La vida no iba en serio



Hace no mucho tiempo, una buena amiga mía me dijo que, a la hora de escribir, la autobiografía, o las memorias, se dejan para el final, para cuando uno es viejo. Porque aunque nos parezca lo contrario, la vida de uno no interesa, sobran vidas peculiares e interesantes, podríamos hasta establecer un concurso de ver quien tiene la o ha tenido la vida más curiosa.
Cuando se es joven, o casi joven, o maduro, hay que escribir de otros, la experiencia propia sirve como ayuda para introducir elementos de interés en el relato, pero no para convertirlo en lo protagónico.
La persona que no tiene qué escribir o que no sabe qué escribir, habla de sí misma, en primera persona, para el caso es como si un servidor dedicase este espacio todos los días a hablar de mí mismo, ello traería el aburrimiento.
La carrera de ese pseudo-periodista de telecinco llamado Jorge Javier Vázquez va ligada al estercolero, es decir, recoge, distribuye, almacena, clasifica y elimina basura, da igual que hable que escriba, no es más que un personaje mediático que ahora escribe libros.
Debe ser muy difícil que se venda ese libro que ha escrito que se ha desplegado toda una campaña de marketing para obligar al personal a comprarlo, en su propio programa recitan textos enteros de las páginas de esa pseudo-novela titulada La vida iba en serio, cada tantos minutos nos recuerdan que lo compremos, se anuncia en la parrilla de la programación, se promociona a los cuatro vientos.
Es denigrante que en pleno horario infantil y juvenil, el presentador de una cadena de ámbito nacional, recite textualmente parte del contenido de uno de los capítulos de tan nefasto libro, donde relata con pelos y señales cómo se masturbaba de jovencito, ¿es ésta la tele que ofrecemos a nuestros niños?
¿Qué tiene de interesante el libro si ni siquiera su autor pasa por ser una persona interesante? El espectador medio español ha elevado a la categoría de ídolos a personajes y personas oscuras, que están lejos y por debajo del periodismo, que han cruzado los límites del buen gusto hace mucho tiempo.
Ver la página web de telecinco es un ejemplo de observar un contenedor de residuos tóxicos y basuras nocivas, es un exponente del mal gusto español, en portada no sólo aparece tan nauseabundo presentador de televisión promocionando su libro, sino también todas las fulanas y menganos, chulos y rameras de la geografía española que colaboran, presentan o participan en los reality shows que telecinco ofrece en su programación, gente sin estudios, aficionados al pelotazo, braguetazo, martillazo, eddredoning, chicuelos sin alfabetizar, mozas tetudas, sarro por doquier, caspa, freaks de barriada, programas insufribles.
La vida no va en serio cuando uno se ríe del telespectador, no entiendo muy bien el título de La vida iba en serio, cuando casi todo, por no decir todo, lo que ese programa basura ofrece, no es serio, ni tan siquiera sus propias discusiones.
Llegará un día en que no interese, pero para ello tendrá que haber un cambio de gustos en el espectador, aunque siempre vendrá otro programa basura a sustituir al anterior, la basura siempre está ahí, sólo hay que tirarla al contenedor, no pararse a contemplarla, porque poco puede ofrecer.

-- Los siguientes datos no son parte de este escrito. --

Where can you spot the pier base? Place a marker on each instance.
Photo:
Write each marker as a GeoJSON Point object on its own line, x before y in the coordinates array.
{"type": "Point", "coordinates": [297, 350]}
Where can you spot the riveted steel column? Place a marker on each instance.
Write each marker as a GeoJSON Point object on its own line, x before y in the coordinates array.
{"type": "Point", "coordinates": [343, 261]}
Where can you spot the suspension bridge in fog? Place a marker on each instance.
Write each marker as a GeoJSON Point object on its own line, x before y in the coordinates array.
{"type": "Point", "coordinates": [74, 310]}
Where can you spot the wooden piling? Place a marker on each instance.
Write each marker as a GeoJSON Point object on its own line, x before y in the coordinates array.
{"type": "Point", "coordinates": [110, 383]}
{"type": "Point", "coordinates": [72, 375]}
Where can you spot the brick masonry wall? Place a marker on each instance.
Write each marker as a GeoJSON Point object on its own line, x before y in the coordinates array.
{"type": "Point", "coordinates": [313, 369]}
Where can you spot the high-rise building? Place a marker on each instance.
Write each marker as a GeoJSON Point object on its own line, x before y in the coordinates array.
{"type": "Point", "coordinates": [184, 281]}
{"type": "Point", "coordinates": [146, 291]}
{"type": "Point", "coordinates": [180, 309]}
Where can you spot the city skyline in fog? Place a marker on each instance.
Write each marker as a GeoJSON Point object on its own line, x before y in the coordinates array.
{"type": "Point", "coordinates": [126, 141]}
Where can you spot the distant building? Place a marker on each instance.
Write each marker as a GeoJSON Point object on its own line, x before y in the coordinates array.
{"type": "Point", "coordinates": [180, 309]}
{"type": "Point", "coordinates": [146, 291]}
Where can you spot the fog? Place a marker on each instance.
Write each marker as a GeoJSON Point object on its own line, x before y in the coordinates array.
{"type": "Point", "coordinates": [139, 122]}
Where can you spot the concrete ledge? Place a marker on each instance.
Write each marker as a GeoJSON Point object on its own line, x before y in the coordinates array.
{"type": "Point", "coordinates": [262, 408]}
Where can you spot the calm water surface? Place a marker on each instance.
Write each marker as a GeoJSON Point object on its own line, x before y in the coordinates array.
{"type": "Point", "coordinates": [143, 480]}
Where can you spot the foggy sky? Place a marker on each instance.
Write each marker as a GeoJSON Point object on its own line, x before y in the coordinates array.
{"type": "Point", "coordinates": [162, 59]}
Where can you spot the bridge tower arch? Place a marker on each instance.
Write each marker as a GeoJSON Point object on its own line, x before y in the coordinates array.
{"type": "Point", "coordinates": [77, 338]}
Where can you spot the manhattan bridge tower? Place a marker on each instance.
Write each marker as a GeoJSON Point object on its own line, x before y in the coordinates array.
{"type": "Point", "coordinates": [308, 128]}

viernes, 13 de abril de 2012

Un país mediocre

 
 
Quizá ha llegado la hora de aceptar que nuestra crisis es más que económica, va más allá de estos o aquellos políticos, de la codicia de los banqueros o la prima de riesgo. Asumir que nuestros problemas no se terminarán cambiando a un partido por otro, con otra batería de medidas urgentes o una huelga general. Reconocer que el principal problema de España no es Grecia, el euro o la señora Merkel.  Admitir, para tratar de corregirlo, que nos hemos convertido en un país mediocre.
 
Ningún país alcanza semejante condición de la noche a la mañana. Tampoco en tres o cuatro años. Es el resultado de una cadena que comienza en la escuela y termina en la clase dirigente. Hemos creado una cultura en la que los mediocres son los alumnos más populares en el colegio, los primeros en ser ascendidos en la oficina, los que más se hacen escuchar en los medios de comunicación y a los únicos que votamos en las elecciones, sin importar lo que hagan, solo porque son de los nuestros.
 
Estamos tan acostumbrados a nuestra mediocridad que hemos terminado por aceptarla como el estado natural de las cosas. Sus excepciones, casi siempre reducidas al deporte, nos sirven para negar la evidencia.
 
Mediocre es un país donde sus habitantes pasan una media de 134 minutos al día frente a un televisor que muestra principalmente basura.
 
Mediocre es un país que en toda la democracia no ha dado un presidente que hablara inglés o tuviera unos mínimos conocimientos sobre política internacional.
 
Mediocre es el único país del mundo que, en su sectarismo rancio, ha conseguido dividir incluso a las asociaciones de víctimas del terrorismo.
 
Mediocre es un país que ha reformado su sistema educativo tres veces en tres décadas hasta situar a sus estudiantes a la cola del mundo desarrollado.
 
Mediocre es un país que no tiene una sola universidad entre las 150 mejores del mundo y fuerza a sus mejores investigadores a exiliarse para sobrevivir.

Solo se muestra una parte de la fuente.